An electric motor is an electromechanical device that converts incoming electrical energy into mechanical energy. The elements that compose it, stator and rotor, generate a magnetic field through the use of permanent magnets or electromagnets, allowing it to function.
How to choose correctly between the various types of electric motors?
Depending on the use and application purpose, the choice of the types of electric motor will be based primarily taking into account the type of movement to be obtained: fast, continuous or variable movements, precise, with more force, etc.
Based on the movement to be obtained, it will be necessary to define other technical aspects that are needed: power, torque, speed, resistance, dimensions and type of assembly of the motor.
Let’s see what are the main types of electric motors to choose from:
The AC motors is the best choice if you are looking for a simple motor that does not do positioning and that works at fixed or variable speed, if combined with an inverter. The synchronous and asynchronous motors are included in the group of alternating current motors. In the first types of electric motor, the rotation speed is synchronized with the electric frequency and the use of inverters is required for operation; on the contrary, in the second types of electric motor the angular speed is lower than the rotation speed of the magnetic field and no system of excitation of the rotor field is required, making it much easier to use.
For operations where speed control and adjustment is required, the DC motor ensures smooth movement from zero to full speed. It can also be used combined with an encoder or a driver for positioning.
If what you need is precision in angular displacement and rotational speed, the stepper motor, also often called a step or stepper, is the ideal choice. Moving in steps of 1.8 degrees (or smaller if managed electronically), a simple and economical positioning operation is guaranteed. For this reason they are mainly used in robotics, on telescopes and for servomechanisms.

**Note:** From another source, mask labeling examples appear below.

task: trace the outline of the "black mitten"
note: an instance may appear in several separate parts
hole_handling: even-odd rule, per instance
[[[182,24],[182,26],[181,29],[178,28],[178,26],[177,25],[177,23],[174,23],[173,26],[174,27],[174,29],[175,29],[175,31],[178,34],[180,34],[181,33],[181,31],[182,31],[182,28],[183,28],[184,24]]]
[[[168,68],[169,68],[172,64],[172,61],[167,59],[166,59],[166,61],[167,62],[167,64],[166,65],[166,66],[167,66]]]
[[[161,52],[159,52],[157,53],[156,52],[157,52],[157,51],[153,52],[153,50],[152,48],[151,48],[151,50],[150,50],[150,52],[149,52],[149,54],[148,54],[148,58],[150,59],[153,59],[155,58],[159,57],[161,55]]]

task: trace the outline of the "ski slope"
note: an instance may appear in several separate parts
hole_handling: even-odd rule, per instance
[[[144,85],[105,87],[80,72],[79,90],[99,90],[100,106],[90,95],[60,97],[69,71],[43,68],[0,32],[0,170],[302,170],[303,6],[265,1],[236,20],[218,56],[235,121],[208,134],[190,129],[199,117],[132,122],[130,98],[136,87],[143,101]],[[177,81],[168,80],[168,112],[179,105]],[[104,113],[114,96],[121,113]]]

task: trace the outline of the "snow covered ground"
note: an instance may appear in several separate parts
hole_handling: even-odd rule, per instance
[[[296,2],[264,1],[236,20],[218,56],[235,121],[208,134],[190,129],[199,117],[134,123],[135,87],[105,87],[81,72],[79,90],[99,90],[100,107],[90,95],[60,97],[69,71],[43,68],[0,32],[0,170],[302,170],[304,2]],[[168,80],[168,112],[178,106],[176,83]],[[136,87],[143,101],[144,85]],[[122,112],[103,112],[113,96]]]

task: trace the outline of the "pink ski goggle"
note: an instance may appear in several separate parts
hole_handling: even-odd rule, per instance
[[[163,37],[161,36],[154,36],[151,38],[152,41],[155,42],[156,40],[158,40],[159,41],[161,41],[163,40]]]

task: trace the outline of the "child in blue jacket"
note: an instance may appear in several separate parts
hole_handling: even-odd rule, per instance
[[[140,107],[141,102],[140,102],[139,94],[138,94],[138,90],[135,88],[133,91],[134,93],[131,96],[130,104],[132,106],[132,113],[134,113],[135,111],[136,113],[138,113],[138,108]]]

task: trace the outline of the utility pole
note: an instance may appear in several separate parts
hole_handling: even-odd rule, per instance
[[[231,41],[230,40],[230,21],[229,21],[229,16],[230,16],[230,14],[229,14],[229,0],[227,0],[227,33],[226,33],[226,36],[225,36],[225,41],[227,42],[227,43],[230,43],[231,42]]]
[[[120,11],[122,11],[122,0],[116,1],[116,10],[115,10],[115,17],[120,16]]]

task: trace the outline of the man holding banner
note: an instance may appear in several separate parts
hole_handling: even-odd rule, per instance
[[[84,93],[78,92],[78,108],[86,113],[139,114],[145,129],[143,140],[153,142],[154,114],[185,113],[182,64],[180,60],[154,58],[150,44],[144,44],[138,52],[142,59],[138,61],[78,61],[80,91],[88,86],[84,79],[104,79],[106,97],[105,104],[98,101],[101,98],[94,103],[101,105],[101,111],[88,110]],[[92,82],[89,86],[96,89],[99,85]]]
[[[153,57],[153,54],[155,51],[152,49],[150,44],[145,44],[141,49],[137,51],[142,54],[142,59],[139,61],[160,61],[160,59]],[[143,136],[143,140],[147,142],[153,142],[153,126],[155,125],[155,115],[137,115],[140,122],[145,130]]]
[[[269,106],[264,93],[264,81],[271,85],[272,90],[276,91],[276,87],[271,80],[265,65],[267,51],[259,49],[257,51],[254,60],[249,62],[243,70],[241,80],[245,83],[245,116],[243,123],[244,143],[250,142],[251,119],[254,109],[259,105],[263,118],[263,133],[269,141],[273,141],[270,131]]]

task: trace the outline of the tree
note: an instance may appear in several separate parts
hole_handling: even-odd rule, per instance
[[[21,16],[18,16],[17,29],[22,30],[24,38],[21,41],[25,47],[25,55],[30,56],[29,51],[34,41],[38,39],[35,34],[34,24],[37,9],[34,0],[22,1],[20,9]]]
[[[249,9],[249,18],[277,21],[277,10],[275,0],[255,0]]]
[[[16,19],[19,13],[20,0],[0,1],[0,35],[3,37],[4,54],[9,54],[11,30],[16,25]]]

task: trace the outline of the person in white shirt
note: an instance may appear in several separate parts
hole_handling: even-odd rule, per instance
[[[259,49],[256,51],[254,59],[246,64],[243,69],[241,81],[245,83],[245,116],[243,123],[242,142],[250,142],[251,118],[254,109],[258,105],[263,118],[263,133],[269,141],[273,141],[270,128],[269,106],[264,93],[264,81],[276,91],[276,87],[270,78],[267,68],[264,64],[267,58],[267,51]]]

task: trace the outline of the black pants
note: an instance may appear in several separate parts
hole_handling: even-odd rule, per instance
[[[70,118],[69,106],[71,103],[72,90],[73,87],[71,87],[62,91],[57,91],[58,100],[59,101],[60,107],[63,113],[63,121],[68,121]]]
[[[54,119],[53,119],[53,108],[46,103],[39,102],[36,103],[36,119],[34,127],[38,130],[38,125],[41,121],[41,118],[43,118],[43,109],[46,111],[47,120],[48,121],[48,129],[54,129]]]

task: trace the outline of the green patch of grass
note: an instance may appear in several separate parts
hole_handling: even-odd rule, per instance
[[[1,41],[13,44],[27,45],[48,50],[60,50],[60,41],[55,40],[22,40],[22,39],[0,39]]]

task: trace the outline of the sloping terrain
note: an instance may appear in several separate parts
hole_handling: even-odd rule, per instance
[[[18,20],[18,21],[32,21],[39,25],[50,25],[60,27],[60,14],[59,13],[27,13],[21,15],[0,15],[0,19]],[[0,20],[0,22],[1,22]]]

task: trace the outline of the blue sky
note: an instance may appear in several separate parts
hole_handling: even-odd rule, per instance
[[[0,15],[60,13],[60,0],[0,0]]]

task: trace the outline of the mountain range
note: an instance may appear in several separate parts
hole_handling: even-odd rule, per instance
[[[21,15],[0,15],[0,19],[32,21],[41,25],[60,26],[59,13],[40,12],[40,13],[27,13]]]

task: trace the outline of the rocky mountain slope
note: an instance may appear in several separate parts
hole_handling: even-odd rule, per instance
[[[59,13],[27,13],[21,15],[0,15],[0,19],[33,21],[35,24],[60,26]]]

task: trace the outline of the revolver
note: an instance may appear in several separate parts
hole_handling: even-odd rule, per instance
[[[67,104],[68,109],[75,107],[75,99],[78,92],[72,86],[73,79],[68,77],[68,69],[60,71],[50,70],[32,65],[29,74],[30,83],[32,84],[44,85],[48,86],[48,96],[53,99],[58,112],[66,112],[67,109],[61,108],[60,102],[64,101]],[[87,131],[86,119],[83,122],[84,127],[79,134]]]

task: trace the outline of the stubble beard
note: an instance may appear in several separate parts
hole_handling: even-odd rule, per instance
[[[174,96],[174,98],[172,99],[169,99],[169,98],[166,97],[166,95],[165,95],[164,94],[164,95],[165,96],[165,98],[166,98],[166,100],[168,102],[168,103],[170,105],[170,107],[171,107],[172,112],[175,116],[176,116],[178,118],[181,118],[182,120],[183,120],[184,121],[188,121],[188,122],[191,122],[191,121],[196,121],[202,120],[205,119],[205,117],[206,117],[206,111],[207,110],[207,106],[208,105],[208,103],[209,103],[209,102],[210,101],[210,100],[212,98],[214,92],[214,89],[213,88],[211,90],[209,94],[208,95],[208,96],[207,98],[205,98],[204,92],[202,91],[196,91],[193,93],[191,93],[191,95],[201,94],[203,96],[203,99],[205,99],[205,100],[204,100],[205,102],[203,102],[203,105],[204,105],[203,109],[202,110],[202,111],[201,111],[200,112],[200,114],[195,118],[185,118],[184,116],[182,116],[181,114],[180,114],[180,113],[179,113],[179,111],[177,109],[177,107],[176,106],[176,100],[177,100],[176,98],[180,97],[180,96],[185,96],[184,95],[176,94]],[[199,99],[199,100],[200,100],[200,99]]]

Brushless motors, on the other hand, are direct current electric motors with a permanent magnet rotor and a rotating magnetic field stator. To work, they do not require any sliding electrical contact on the motor shaft and the switching of the current circulating in the stator windings takes place electronically. They are stepper-like motors and therefore used for precise angular movements even at high speeds. While compared to DC motors, they eliminate the possibility of sparking as the rotation speed increases and reduce the need for periodic maintenance.
Linear motors derive from the technology of the rotary brushless motor, electric motors that produce motion directly in a linear form, generating a thrust force. In this way the kinematic chain of the machine is reduced and a “direct drive” movement is obtained. The application of the motors allows to obtain performances, in terms of displacement speed, much higher than those obtainable with other types of electric motors.